Thursday, November 29, 2012

Reading C. J. Cherryh's "Foreigner"

Most of the science fiction I have been reading lately is disguised fantasy. The science, when there is science, is make-believe or wishful thinking. Space ships travel millions of miles in short-time increments. Human beings do not suffer the exigencies of space: radiation, bone loss, muscle deterioration. Instead, ships slip into voids, find worm holes, penetrate folds, and pop out somewhere on the other side of the universe. On their voyage, they discover ring worlds or a helix fit for human habitation, where they encounter ancient astronauts similar to ourselves but usually angry, psychotic, and definitely hostile.

This science fiction sans science is couched in modern adventure tropes: mystery in space, western in space, thriller in space, morality tale in space, religious allegory in space, political thriller in space. The true hard science novel is rare and can be boring to some. However, there are some novelists that take the science-based tale and surprise us with an interesting and an arresting story. C. J. Cherryh is one such writer.

I started reading Cherryh in the seventies. Her first novel appeared when I was teaching a course on science fiction at a mid-western university. My syllabus consisted of novels from the giants at the time: Asimov, Heinlein, Le Guin, Clarke, Herbert, Miller, Sturgeon, and Vonnegut. The first novel of hers  I read was The Faded Sun: Kesrith (DAW1977) and I immediately thought she was equal to the giants.  

The Faded Sun trilogy made such an impression on me that I often direct readers to it today. Her precise world building and the psychology of the characters impress me and fool me into thinking I am learning something even if it is only made-up anthropology. Like Le Guin her aliens live and breathe: think, plot and plan within the logical confines of their alien psychology and the basic rules of physics. She truly leads the reader to a suspension of his or her disbelief.

So lately, after reading a rasher of fantasy and a box  of modern science fiction, I decided to return to Cherryh to see if she was as good as I remembered. I had not read her since the Chanur novels of the 80s and I chose Foreigner (DAW 1994) simply because I had a copy of it mouldering on my bookshelf. But I was immediately charmed by what appears on the surface to be a dense story of first encounter between humans and an alien race known as the atevi. I say "dense" because Cherryh employs an opaque prose style. She uses a very limited third-person point of view that methodically and slowly reveals through repetition the internal ruminations of her protagonist, Bren Cameron.
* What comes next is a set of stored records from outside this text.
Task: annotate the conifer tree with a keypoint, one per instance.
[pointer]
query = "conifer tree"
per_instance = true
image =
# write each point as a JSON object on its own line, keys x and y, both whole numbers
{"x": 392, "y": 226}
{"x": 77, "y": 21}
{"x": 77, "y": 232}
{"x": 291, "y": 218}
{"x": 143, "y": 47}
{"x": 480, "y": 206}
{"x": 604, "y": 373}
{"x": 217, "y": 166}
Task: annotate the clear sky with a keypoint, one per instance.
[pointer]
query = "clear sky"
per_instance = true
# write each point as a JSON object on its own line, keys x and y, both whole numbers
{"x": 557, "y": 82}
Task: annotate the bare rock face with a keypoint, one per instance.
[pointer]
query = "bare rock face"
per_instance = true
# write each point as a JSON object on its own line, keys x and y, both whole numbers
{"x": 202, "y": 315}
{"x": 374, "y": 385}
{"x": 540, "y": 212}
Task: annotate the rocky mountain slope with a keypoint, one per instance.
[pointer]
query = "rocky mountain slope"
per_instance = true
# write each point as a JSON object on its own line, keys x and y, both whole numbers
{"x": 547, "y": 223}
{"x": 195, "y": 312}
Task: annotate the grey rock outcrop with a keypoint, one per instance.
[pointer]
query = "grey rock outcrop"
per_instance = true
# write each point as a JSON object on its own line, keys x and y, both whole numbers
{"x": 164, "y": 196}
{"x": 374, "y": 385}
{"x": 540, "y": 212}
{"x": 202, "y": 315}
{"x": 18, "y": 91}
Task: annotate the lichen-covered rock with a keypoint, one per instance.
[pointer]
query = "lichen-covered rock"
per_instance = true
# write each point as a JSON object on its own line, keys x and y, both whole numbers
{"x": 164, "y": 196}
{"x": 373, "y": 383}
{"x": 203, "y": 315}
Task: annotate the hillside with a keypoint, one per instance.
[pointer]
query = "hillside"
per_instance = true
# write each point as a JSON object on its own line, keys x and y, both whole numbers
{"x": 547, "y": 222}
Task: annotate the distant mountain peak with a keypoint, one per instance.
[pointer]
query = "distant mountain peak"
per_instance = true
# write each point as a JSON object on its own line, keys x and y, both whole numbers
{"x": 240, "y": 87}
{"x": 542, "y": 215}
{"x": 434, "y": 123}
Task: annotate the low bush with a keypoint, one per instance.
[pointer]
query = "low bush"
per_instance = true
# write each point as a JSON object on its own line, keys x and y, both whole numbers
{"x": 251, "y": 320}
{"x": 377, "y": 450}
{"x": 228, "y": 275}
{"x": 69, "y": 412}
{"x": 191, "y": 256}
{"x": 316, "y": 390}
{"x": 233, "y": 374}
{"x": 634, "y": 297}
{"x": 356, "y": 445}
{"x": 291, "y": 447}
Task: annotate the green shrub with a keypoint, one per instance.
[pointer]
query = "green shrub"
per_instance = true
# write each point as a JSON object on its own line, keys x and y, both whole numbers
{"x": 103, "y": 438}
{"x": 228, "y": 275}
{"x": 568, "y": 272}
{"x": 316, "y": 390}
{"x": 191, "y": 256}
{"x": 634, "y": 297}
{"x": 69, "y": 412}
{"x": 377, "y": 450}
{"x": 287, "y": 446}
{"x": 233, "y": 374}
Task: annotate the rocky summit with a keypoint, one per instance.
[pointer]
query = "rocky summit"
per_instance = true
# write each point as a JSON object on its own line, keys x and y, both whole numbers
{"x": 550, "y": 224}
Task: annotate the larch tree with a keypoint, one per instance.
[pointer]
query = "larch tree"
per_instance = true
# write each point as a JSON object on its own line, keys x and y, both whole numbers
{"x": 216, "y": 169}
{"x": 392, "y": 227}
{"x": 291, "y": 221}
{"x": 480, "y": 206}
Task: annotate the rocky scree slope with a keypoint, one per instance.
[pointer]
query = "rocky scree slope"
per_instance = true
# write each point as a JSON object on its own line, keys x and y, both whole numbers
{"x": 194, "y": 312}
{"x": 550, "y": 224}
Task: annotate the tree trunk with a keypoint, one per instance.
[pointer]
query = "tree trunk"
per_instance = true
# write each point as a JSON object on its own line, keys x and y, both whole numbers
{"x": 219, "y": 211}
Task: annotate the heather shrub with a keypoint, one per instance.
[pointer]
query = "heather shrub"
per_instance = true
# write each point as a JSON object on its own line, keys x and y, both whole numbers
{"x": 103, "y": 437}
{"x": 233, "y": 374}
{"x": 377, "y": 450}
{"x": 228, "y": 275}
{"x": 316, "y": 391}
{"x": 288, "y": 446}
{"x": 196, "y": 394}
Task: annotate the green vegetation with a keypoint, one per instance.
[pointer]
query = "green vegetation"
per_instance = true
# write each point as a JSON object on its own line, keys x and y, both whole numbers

Cameron is a paidhi, the only human interpreter and diplomat sent to live with atevi, the sentient humanoids that inhabit the world the humans call, Down. Because dropping down is what they did. They fell to Down in drop-ships without any way to return to the space station they constructed over the planet before their ship, the Phoenix, left them to explore the new universe they had discovered.

The novel begins with a crisis two hundred years after the first humans fell to Down: Cameron is marked for legal assassination by one of the planet's many atevi factions. And when he uses an illegal weapon given to him by his patron, the aiji, of the central association, Bren is swept up into a convoluted and murky political plot. Protected by his bodyguards, Banichi and Jago, he travels into the heart of the country and experiences the true mystery and history of the world.

The narrative structure of the novel is slight with only three or four dominant set scenes. On one level it is game-like but the games it resembles are chess and Civilization not Doom or Starcraft. However, the real thrust of the novel is in the interplay between Bren and the millions of aliens that surround him. Through his ruminations the reader is slowly drawn into the atevi world, where mathematics rule all aspects of life and legal assassins operate in the bright sunlight of the planet.

I highly recommend this book, which as it turns out is the first book in a long running series. (She is currently working on the fifteen volume).